オーバーライト ブリストルのゴースト/感想/周回遅れの人生録

著者:池田 明季哉 イラスト:みれあ

★★★★★

今回紹介する本は「オーバーライト ブリストルのゴースト

第26回電撃小説大賞「選考委員奨励賞」受賞作。著者は池田 明季哉様。

イギリスのブリストルに留学中の大学生ヨシは、バイト先の店頭で“落書き”を発見する。それは、グラフィティと呼ばれる書き手(ライター)の意図が込められたアートの一種だった。美人だけど常に気怠げ、何故か絵には詳しい先輩のブーディシアと共に落書きの犯人探しに乗り出すが――「……ブー? ずっと探していたのよ」「ララか。だから会いたくなかったんだ!」「えーと、つまりブーさんもライター」ブーディシアも、かつて〈ブリストルのゴースト〉と呼ばれるグラフィティの天才ライターだったのである。グラフィティを競い合った少女ララや仲間たちと、グラフィティの聖地を脅かす巨大な陰謀に立ち向かう挫折と再生を描いた感動の物語!

第26回電撃小説大賞《選考委員奨励賞》受賞作。

以下、ネタバレを含む感想です。

グラフティ、ストリートアートを題材にした作品を今まで読んだことが無かったので、楽しみだった。結果は大満足。行ったことはないけど伝わってくるイギリスの情景。ライター達の情熱。主人公とヒロインの心の底に燻っている熱。スピード感のある文章に引き付けられて、読了後には胸の中に不思議な清涼さを感じた。なぜこの作品が金賞にならないのか不思議だ。そう思うぐらい完成度の高い作品だった。

 

物語はある事情から、イギリスに留学していた大学生ヨシが、バイト先のガラスに書かれたグラフティ。それを書いた犯人をバイト仲間のブーディシアさん(以下、ブーさん)と一緒に探すことから始まる。

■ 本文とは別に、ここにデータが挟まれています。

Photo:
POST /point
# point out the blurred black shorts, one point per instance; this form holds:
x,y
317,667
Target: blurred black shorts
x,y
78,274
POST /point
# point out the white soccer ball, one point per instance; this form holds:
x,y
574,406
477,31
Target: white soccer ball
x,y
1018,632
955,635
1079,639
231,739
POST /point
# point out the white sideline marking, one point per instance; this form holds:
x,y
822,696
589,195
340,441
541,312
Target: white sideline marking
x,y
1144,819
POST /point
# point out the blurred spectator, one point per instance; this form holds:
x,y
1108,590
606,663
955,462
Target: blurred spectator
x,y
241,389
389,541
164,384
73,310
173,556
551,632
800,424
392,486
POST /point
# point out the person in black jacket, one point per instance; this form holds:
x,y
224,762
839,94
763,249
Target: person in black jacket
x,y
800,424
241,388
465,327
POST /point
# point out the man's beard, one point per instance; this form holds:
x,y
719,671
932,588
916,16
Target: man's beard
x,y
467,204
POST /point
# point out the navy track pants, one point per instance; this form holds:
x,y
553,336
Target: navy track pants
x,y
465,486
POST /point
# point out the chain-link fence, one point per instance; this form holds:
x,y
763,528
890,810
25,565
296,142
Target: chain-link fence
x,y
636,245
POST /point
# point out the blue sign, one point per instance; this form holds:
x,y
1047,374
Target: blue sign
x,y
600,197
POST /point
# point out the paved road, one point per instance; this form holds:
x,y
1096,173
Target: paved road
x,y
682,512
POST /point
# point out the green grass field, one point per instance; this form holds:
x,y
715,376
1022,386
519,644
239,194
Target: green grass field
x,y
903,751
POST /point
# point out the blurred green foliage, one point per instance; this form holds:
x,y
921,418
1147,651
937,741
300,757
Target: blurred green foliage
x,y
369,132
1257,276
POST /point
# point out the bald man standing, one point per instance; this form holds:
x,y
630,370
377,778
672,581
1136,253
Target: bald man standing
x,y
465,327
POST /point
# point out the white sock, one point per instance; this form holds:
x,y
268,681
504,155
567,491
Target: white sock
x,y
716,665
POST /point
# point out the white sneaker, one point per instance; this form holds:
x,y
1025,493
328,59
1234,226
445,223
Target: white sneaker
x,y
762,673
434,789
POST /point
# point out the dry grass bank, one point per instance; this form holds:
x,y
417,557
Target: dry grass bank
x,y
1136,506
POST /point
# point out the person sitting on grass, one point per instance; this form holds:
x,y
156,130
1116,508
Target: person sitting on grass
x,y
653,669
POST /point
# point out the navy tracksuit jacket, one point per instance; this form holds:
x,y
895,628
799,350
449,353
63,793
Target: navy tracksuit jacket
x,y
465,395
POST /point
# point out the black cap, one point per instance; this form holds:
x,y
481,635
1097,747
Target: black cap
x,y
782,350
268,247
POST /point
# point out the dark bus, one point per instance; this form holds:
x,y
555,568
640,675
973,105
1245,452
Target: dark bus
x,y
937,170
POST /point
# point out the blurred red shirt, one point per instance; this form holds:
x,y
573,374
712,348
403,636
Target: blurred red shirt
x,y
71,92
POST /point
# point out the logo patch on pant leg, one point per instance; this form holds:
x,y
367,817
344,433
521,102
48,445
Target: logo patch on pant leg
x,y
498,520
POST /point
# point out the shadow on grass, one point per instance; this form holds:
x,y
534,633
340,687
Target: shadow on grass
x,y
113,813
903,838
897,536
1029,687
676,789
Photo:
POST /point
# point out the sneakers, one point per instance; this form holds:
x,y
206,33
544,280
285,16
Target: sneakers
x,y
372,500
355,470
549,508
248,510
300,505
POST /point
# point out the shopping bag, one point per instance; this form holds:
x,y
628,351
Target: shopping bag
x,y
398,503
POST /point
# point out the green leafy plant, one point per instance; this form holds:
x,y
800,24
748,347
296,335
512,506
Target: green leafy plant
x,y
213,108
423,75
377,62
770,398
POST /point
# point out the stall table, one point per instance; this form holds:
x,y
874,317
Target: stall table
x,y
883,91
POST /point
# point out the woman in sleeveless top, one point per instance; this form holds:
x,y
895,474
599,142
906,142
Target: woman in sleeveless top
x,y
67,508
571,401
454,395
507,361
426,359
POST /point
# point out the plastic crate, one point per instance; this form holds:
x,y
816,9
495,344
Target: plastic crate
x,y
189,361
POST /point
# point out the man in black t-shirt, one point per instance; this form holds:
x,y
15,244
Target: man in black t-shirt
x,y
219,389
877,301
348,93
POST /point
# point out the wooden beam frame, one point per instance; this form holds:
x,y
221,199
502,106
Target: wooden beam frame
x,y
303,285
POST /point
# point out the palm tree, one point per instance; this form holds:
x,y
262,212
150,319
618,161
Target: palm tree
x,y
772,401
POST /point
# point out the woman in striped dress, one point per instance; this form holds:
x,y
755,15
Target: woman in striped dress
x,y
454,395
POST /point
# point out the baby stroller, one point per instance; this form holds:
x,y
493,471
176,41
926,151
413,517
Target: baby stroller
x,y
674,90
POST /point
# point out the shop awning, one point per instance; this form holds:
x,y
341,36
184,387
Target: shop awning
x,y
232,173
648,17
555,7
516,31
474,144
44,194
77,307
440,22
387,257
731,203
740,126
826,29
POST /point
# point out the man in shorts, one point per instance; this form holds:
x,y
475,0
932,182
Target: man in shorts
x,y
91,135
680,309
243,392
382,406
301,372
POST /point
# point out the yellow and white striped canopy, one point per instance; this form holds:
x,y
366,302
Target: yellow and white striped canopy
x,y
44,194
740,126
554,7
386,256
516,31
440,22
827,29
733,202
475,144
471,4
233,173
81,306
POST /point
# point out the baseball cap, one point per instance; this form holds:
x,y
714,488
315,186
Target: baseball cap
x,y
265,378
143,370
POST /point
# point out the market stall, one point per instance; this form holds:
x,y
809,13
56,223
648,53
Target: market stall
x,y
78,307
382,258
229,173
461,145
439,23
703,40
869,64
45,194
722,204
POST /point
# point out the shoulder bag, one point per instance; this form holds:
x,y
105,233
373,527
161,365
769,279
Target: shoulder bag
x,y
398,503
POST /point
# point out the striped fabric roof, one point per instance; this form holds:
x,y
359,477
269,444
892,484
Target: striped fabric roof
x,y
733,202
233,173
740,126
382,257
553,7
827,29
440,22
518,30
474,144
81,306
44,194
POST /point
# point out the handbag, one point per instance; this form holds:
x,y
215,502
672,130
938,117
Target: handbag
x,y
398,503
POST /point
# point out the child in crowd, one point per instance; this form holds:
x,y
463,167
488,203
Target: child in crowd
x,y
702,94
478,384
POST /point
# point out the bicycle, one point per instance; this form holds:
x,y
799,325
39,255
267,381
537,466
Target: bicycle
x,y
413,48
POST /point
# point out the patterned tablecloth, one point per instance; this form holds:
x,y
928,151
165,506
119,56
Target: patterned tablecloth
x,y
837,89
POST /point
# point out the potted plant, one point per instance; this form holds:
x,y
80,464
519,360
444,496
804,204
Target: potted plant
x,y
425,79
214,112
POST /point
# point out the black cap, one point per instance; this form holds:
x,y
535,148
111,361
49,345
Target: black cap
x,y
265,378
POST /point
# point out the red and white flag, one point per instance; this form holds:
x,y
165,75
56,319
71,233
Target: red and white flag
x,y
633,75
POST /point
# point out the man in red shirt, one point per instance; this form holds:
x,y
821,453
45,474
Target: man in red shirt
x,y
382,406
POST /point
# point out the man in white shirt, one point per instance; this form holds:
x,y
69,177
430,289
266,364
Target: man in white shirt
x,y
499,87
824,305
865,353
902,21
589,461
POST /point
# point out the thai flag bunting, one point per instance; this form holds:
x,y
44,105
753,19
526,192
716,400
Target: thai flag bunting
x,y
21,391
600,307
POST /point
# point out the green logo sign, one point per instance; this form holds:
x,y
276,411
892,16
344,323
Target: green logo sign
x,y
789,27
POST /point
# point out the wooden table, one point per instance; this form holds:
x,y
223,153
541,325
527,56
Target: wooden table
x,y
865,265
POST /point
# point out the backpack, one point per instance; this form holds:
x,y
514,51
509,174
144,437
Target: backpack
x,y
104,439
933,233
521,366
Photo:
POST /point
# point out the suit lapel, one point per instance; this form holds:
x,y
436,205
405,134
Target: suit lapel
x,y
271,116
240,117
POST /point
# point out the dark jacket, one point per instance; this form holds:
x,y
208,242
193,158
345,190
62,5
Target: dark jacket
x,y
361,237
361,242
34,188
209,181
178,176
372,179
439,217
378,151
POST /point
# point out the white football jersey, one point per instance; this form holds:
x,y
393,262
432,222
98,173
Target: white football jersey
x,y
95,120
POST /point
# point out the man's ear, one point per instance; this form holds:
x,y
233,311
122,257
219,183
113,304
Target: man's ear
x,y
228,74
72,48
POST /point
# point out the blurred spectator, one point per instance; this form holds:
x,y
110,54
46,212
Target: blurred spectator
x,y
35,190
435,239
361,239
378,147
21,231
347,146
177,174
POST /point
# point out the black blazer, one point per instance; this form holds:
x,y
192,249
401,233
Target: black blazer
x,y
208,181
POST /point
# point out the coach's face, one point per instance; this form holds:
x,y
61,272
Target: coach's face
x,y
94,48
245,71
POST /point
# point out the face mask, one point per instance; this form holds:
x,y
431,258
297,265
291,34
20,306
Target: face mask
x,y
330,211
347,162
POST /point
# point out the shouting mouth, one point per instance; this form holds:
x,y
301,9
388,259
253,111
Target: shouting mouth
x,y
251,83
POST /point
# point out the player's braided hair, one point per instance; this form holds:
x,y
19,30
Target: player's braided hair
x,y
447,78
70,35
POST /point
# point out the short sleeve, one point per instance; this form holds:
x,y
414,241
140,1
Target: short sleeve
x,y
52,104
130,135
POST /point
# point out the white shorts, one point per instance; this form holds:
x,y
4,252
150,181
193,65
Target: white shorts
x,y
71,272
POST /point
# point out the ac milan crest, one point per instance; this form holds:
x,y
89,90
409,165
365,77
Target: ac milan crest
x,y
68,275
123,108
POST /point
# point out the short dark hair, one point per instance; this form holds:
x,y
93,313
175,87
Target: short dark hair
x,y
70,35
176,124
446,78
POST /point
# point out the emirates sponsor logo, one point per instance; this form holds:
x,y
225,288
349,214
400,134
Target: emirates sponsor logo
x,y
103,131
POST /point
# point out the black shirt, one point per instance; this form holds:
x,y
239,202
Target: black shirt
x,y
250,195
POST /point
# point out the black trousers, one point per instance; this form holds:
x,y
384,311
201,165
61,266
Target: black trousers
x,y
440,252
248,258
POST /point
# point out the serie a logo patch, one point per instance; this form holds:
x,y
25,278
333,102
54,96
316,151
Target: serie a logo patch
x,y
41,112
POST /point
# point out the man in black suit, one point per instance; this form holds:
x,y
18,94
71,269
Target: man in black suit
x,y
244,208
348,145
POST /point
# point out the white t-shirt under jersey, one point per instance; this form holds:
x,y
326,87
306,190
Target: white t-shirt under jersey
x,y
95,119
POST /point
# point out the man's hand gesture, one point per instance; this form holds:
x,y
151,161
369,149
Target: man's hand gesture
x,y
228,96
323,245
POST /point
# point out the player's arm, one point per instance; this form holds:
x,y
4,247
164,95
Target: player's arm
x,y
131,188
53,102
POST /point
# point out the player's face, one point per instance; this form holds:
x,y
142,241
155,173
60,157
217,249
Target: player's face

犯人探しの中、やたらグラフティに詳しいブーさん。どうやら彼女は〈ブリストルのゴースト〉と呼ばれる一級のライターだったらしい。

犯人探しという小さな事件を追った先で、市議会VSライターの抗争という大きな事件に巻き込まれる。ライター達をまとめるララと名乗る少女は、ライター達の積み重ねてきた誇りを守るため、革命を起こすと言う。

そしてララはブーさんに、ライター達の旗頭としてグラフティを書いてほしいと望むのだけれど、ブーさんは書かないと言う。

ブーさんに自分に似たものを感じたヨシは、自分がイギリスに留学する事になった理由を話す。彼もまたアーティストであり、挫折し、逃げてきた人間だった。彼はどうすれば彼女の心を救えるか考え、行動に移したのだけれど、彼女は書かない、いや書けなかった。

この先はぜひ作品を読んでみてほしい。2巻も期待して待っている。